Robert Redford is still hot. He’s..well..smoking hot. Fuck Sean Connery, that’s everyone’s “go-to-Old Hot Guy”. I nominate Bob.

Bob was on as a surprise to Barbra Streisand during the segment where she talked about their movie “The Way We Were”. Barbra is…well…scary. She exudes absolutely zero charm. Even her little black knit beret wasn’t fooling anyone. She is frightening as hell. Interestingly, her son lives in the penthouse condo above me. He is very nice and very quiet. I wonder if that is because he is TERRIFIED all the time. His father is Elliot Gould. Elliot Gould seems cool as hell. I can’t imagine him with such a frightening woman. Maybe Barbara threatened him into marrying and impregnating her. I saw her new husband, James Brolin, dropping off some take out at my neigbor’s house one night. James Brolin is a pretty damned sexy Old Dude as well. Shit..you go Barbra. Maybe there is something to being such a scary bitch.

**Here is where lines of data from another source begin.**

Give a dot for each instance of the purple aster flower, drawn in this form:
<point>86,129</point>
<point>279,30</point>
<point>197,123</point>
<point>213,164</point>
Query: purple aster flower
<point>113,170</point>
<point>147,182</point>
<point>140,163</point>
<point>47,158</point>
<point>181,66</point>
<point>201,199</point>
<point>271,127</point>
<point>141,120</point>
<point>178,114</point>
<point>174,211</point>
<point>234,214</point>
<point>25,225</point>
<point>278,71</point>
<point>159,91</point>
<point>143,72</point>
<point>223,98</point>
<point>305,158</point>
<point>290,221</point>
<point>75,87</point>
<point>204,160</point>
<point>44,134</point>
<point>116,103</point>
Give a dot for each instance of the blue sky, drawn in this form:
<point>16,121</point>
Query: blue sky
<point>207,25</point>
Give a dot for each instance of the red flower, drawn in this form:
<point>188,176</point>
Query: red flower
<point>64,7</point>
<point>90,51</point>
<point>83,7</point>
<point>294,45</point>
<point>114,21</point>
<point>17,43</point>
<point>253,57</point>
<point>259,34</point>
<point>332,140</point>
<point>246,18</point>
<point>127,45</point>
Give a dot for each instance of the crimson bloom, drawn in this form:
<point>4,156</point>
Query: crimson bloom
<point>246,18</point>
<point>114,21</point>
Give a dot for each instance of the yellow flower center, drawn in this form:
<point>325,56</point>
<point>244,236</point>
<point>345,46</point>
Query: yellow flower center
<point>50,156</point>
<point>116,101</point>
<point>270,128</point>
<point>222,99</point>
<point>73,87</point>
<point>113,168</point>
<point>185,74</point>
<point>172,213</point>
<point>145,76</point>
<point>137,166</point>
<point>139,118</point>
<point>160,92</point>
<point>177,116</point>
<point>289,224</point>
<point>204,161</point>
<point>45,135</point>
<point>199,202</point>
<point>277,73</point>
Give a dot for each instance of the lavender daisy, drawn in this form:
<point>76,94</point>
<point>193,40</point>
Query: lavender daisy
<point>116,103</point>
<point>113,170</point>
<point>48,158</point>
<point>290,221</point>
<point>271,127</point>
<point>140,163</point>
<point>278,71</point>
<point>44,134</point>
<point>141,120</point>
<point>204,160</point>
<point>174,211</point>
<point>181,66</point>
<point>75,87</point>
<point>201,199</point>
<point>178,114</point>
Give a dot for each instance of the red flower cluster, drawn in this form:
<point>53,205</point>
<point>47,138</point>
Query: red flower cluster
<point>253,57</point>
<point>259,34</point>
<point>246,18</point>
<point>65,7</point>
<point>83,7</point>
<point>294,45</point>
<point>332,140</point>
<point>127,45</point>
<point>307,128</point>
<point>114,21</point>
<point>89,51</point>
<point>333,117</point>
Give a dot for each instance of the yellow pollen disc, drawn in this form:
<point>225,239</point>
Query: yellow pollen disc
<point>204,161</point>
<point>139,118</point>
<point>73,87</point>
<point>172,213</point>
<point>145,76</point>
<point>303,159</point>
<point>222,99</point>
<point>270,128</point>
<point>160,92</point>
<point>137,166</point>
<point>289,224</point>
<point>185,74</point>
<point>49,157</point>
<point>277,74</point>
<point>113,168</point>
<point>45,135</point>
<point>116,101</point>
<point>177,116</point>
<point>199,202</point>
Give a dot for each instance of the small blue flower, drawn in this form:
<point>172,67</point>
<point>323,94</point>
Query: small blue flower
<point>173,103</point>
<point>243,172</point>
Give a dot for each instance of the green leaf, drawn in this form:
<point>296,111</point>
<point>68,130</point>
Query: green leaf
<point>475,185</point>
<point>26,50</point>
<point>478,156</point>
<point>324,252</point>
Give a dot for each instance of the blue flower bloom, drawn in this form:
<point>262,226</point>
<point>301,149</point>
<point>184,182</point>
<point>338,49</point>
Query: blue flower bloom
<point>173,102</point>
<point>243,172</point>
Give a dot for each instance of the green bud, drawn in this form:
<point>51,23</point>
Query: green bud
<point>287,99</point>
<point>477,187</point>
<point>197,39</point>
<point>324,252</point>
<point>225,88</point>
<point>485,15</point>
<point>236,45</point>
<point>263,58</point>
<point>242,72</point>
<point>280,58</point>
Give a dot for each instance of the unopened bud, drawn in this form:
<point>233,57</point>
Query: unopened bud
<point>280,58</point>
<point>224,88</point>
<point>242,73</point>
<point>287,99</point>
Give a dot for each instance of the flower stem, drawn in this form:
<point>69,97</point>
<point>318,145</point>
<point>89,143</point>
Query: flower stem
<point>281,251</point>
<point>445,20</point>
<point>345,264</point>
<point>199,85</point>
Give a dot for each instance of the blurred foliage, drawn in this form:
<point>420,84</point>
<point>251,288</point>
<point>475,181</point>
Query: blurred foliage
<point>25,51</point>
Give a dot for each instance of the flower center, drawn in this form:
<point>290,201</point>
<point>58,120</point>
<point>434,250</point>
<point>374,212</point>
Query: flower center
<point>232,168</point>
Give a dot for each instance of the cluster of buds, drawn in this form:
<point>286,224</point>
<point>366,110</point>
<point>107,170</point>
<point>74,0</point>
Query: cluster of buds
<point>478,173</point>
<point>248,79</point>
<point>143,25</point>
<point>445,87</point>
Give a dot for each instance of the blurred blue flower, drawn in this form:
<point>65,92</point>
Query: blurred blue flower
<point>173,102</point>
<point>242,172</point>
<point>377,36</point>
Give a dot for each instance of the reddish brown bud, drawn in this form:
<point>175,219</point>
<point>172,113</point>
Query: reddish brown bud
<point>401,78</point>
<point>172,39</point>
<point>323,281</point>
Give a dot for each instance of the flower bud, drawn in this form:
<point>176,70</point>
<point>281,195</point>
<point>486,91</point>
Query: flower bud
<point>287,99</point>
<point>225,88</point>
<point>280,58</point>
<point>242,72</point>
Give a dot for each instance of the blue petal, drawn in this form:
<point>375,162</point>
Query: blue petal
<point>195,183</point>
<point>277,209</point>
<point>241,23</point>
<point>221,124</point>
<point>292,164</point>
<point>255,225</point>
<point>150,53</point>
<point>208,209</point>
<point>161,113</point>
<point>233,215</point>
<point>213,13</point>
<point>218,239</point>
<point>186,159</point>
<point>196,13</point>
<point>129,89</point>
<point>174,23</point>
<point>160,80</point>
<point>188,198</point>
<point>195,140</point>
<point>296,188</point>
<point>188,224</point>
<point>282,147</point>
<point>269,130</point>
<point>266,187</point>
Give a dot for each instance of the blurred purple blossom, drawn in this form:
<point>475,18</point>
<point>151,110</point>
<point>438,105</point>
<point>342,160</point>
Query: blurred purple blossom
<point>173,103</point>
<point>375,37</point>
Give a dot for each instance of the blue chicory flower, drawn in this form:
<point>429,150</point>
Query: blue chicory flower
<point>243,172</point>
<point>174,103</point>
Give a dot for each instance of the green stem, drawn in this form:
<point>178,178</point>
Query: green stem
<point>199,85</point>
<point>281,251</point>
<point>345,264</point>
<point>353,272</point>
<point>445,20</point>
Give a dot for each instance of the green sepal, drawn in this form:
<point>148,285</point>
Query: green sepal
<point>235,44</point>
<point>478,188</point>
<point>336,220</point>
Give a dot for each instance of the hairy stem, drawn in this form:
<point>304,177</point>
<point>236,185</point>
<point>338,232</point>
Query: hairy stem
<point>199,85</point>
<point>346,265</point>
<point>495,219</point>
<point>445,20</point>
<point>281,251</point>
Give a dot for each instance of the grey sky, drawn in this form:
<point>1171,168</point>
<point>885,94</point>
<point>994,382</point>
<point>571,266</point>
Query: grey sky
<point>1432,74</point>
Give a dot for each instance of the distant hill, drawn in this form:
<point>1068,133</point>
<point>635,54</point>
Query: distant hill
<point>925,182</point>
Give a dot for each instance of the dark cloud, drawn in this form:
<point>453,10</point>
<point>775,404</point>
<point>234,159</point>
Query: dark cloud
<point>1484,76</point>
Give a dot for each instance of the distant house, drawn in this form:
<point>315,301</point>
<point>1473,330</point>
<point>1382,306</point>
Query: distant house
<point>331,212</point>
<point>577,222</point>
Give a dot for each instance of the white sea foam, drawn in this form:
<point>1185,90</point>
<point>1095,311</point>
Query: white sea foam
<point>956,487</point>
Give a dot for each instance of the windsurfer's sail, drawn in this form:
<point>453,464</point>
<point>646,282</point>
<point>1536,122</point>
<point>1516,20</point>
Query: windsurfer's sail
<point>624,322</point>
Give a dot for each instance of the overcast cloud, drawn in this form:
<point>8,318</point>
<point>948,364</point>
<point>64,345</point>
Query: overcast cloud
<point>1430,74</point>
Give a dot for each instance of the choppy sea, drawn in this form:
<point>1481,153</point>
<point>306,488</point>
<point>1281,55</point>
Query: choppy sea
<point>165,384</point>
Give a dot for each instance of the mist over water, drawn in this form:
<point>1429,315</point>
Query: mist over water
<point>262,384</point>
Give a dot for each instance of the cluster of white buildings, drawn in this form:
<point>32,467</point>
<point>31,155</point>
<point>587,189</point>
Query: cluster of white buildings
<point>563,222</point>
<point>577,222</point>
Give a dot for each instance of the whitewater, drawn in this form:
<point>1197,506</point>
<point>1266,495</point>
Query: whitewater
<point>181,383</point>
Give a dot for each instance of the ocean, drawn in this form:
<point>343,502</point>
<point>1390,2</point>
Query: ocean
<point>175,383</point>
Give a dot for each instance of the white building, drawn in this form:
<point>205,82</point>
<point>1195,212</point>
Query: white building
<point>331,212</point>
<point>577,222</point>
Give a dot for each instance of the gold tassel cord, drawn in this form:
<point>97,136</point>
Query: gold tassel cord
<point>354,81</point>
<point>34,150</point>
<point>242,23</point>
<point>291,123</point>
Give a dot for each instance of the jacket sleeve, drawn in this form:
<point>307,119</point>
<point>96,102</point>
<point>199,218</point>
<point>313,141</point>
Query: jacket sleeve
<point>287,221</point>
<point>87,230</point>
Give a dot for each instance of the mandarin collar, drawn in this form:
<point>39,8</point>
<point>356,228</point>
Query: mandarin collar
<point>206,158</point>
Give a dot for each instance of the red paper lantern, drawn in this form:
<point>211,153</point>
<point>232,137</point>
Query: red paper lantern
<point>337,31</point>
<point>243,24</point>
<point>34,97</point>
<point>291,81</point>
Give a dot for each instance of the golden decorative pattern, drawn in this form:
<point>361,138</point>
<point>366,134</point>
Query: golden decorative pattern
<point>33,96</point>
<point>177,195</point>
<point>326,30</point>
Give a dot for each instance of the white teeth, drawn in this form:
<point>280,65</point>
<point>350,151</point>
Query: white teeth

Robert Redford may not be much of a party but he sure knows how to build a town. Have you ever been to Sundance? Not the film festival…the resort. It’s a teeny little town, and….a river runs through it. You think i’m joking. River replete with cute little bridge. They have the ski lodge and corresponding well appointed cabins, a tiny artist’s colony, a teeny shopping district, a few restaurants and the Owl Bar. You CANNOT DRINK at the Owl Bar unless someone “sponsors you” as a member. Then you pay $2 and the bartender dispenses all of your liquor out of  itty bitty airplane bottles. The logic to this totally escaped me, but i squinted around in the darkness and  after founding 3 patrons in the entire place, one agreed to sponsor me. Shockingly, he did this without any requests for sexual favors or a ride somewhere. I guess Sundance attracts some upstanding citizens. (SNORE.)

It’s Oprah’s 25th Anniversary year, and also her last. I am in mourning. I love Oprah. I think she is the black Jesus. The only real fight my new boyfriend and I have gotten into is when he tried to criticize Oprah and I shut him down before he could even make his point.

“OH GOD….Oprahhhh.” he sighed

“HOW MANY SHOWS HAVE YOU SEEN?!!”  i asked.

“Two, maybe three” he said.

“WELL YOU KNOW NOTHING. YOU CAN’T EVEN TALK ABOUT OPRAH.” I turned my back on him and changed the channel. (and huffed, or some similar breathy move.)

Wow. That is some inspired devotion. It’s almost embarassing. I guess having a collection of Barbra Streisand records and that would only be slightly less embarassing.